I'm not good because I am good, but because my competitors suck.


Many times I have heard salespeople tell prospective customers things like "you paid too much money for that product," "your security system is useless", "your website design is rubbish" and so forth.


Anyone can be better than a bad product. Always compare yourself with the best one or one better than you.


And although at first glance it might look interesting to highlight for your prospect the shortcomings of other people’s work or competing products, it turns to be quite a poor sales strategy mainly for the following reasons:

  • It shows your strength depends on others’ weaknesses: It shouldn’t be necessary to compare your own product with the lower-quality ones to show how good yours can be. It should be the other way around: that your product (or services) are able to beat the best performers in the industry.
  • It forces you to explain why you consider competition sucks: and that has always seem to me the less professional thing a sales guy can do. Investing your time (and your client’s) to criticize competitors is quite wasteful.
  • It creates a negative ambiance for your sales presentation: Maybe if you are fond of gossiping along the hall and stuff like that, this situation will not bother you, but criticism (when it’s not constructive) generates negative energies all around it, and that's the least thing you want to emerge during your sales presentation.

Think for a moment about the kind of image you’re creating on your prospect while you devote your time to criticizing competitors. What kind of image do you think it’ll be? Is that the kind of impact you want to generate? Is it good for your ultimate goal, which is closing the deal?

Nobody likes to be told they make bad decisions.


Whatever the product your prospect has already purchased or the services he contracted, when the decision to buy was made, you must assume he was perfectly (or nearly perfectly) sure it was the right thing to do.

That is, at that time, your “I-want-this-person-to-be-my-customer” reviewed all the information available and, based on its own criteria (whether such criteria is the best one or not), made the decision to buy the product in question or hire a particular supplier.


Want to abruptly end a conversation? Suggest your client he doesn’t know how to make good decisions.

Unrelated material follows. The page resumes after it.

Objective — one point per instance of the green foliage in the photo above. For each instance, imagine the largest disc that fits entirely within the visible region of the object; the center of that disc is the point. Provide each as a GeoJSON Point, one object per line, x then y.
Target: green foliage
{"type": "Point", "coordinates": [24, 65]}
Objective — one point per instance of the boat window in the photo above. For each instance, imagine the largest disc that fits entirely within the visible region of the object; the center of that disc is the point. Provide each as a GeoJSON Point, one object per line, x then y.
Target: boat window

By trying to show him that what he bought or hire, doesn't work, it’s bad, doesn’t sell or it’s simply worthless, is a clear and rude way to tell him his decision, and the whole process surrounding it, was wrong and with that, my dear entrepreneur, you’ll have won a slam in your face and a goodbye.

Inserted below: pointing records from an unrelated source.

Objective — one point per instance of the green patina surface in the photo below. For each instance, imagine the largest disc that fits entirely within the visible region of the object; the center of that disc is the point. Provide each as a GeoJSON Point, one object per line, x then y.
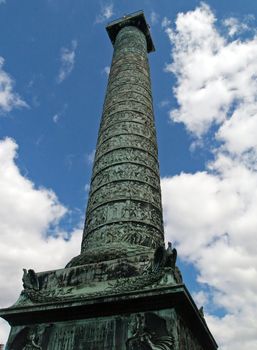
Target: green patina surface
{"type": "Point", "coordinates": [113, 295]}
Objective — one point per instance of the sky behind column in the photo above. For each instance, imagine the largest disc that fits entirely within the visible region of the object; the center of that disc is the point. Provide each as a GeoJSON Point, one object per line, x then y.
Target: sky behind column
{"type": "Point", "coordinates": [55, 58]}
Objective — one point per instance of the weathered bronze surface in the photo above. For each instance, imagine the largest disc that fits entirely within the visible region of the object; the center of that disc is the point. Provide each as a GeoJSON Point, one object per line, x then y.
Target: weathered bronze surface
{"type": "Point", "coordinates": [124, 291]}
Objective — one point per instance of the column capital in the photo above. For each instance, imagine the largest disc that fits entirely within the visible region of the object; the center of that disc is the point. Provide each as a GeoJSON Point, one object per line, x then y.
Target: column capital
{"type": "Point", "coordinates": [136, 19]}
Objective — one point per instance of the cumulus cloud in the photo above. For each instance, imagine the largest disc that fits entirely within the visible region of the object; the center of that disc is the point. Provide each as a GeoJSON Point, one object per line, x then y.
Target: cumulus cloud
{"type": "Point", "coordinates": [68, 56]}
{"type": "Point", "coordinates": [106, 70]}
{"type": "Point", "coordinates": [211, 214]}
{"type": "Point", "coordinates": [8, 98]}
{"type": "Point", "coordinates": [27, 215]}
{"type": "Point", "coordinates": [106, 13]}
{"type": "Point", "coordinates": [154, 18]}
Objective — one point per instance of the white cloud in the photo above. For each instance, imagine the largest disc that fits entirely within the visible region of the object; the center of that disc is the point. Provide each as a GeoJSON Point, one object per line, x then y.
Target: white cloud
{"type": "Point", "coordinates": [90, 157]}
{"type": "Point", "coordinates": [26, 214]}
{"type": "Point", "coordinates": [211, 214]}
{"type": "Point", "coordinates": [106, 13]}
{"type": "Point", "coordinates": [56, 118]}
{"type": "Point", "coordinates": [165, 22]}
{"type": "Point", "coordinates": [154, 18]}
{"type": "Point", "coordinates": [8, 98]}
{"type": "Point", "coordinates": [106, 70]}
{"type": "Point", "coordinates": [67, 61]}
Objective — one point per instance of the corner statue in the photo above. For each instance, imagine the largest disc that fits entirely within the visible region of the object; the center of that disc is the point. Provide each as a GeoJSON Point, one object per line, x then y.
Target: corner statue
{"type": "Point", "coordinates": [124, 290]}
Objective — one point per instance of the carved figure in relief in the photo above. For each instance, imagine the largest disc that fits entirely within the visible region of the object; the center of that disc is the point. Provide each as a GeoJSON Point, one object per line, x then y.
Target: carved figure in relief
{"type": "Point", "coordinates": [33, 340]}
{"type": "Point", "coordinates": [30, 280]}
{"type": "Point", "coordinates": [149, 332]}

Value others the same way you’d like to be valued.


Properly valuing the work of others creates good energy, and that’s something your future customers will appreciate. Valuing what others do also allows you to create a more professional image of yourself, and that your client will also appreciate.

A sales presentation focused on positive stuff, always adding value, highlighting the reasons why your product or proposal will efficiently and sufficiently solve your customer’s needs will always be a more positive one.


Always value other people’s works and products, so that your own stuff is valued the same way.


Also, if the product your prospective customer bought is really that bad, he will soon realize that because it’ll become evident to the naked eye and it’ll be enough for you to say something like, "Can you see the difference?" to invite him make the whole comparison.

Keep these tips in mind the next time you make a sales presentation.

Focus your conversation on your customer’s needs and how your product (or your services) can fulfill them and, when you feel the need to refer to what your customer has already bought, make sure you always do it constructively and avoid unnecessary criticism.

Besides, and after all, there are no perfect products. Or are there?